Vontade de mergulhar em lusofonias e africanidades não faltou. Tinha o projeto de juntar Bahia-África-Minas-Trás-os-Montes-Ãlentejo numa gigantesca parceria com artistas locais, que a falta de grana refreou, mas Katya faz valer a máxima “se não tem tu vai com tu mesmo” e em vez de lamuriar, convidou alguns amigos para uma animada prosa com direito a café de bule, bolo de fubá e cachaça e assim nasceu “Feito Corda e Cantiga”, com composições de Chico Branco, Garfunkel, Mochel e Luiz Perequê.
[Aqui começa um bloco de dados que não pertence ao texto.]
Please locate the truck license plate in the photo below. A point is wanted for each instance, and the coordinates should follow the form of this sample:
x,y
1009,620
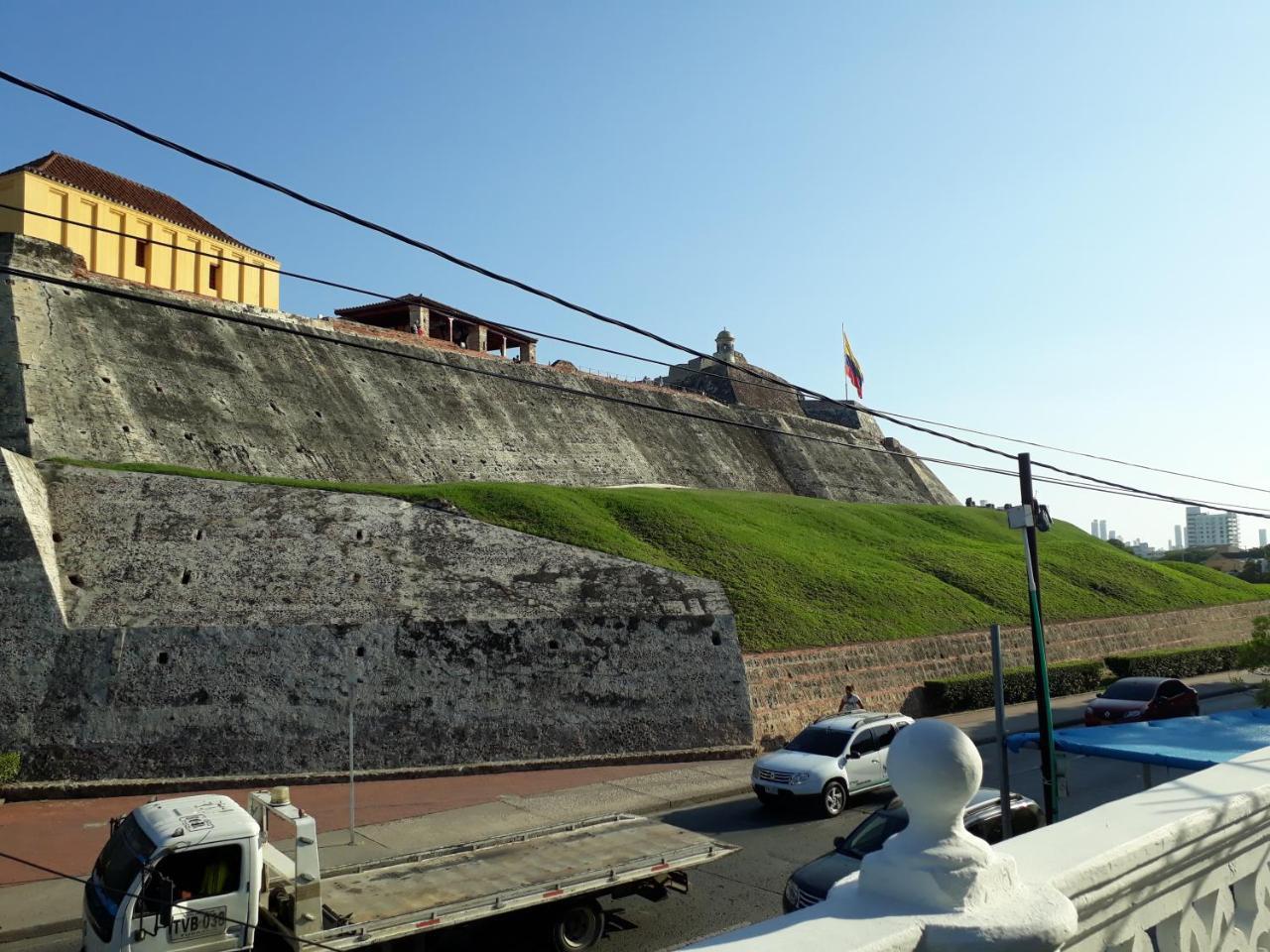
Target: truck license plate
x,y
190,924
E, claro!, participação dos Caiçaras do Acaraú, Fandangueiros e Vida Feliz de Cananéia, que também participaram do show de lançamento, no mesmo Sesc Belenzinho. Noite de gala, inesquecível para quem viu e ouviu.

Bom, se a ideia de uma mega parceria mundial, por razões financeiras ainda não se concretizou sob a forma de uma gigantesca vídeo-conferência-show via satélite, seu projeto seguinte veio como a dar uma “palhinha”: o Cd 2Mares, parceria com Luiz Salgado, vôo de pássaro mítico formando uma ponte sobre o mar brasileiro e o mar português. Trabalho antológico, onde pela primeira vez na história um Santo quase vira casaca: mostra de verdade a transformação ocorrida com São Gonçalo do Amarante, que de severas vestimentas negras e vetustas em Portugal, ao chegar ao Brasil, desbunde total – sorte dele não existir na época redes sociais, pois se a noticia chega ao vaticano, seria excomengado: deixa crescer os cabelos, põe roupas coloridas e cai na dança: mistérios que só a sabedoria popular é capaz de explicar. Méritos aos artistas que resgataram as cantigas e ao poeta Paulo Nunes que reescreveu a trajetória de São Gonçalo em terras tropicais...


O espetáculo “Cantariar” coroa uma trajetória honesta e coerente. Quando ela sobre no sagrado espaço do palco, todos nós nos sentimos representados, pois é a voz de todos, a voz de um povo. Sentimos orgulho por fazer parte de sua geração, como devemos sentir orgulho da história que construímos e das nossas capacidades.  Kátya agrega em si essa capacidade que poucos artistas conseguem sintetizar, a de verdadeiramente ser interprete. Quando ela solta a voz, é a própria voz da lavadeira, da doceira, do operário, do camponês, do vaqueiro, do pescador, do escravo, do índio.  Ver, ouvir e aprender com Katya Teixeira, seu amor pela nossa arte e por nossa gente, é enxergar caminhos: se fosse possível sintetizar numa frase ou num nome, num corpo ou numa voz o sentido de “arte popular”, tudo caberia num nome: Kátya Teixeira, que carrega consigo legiões.



SERVIÇO:

Dia 09 de Abril, 21:00 horas, SESC Belenzinho.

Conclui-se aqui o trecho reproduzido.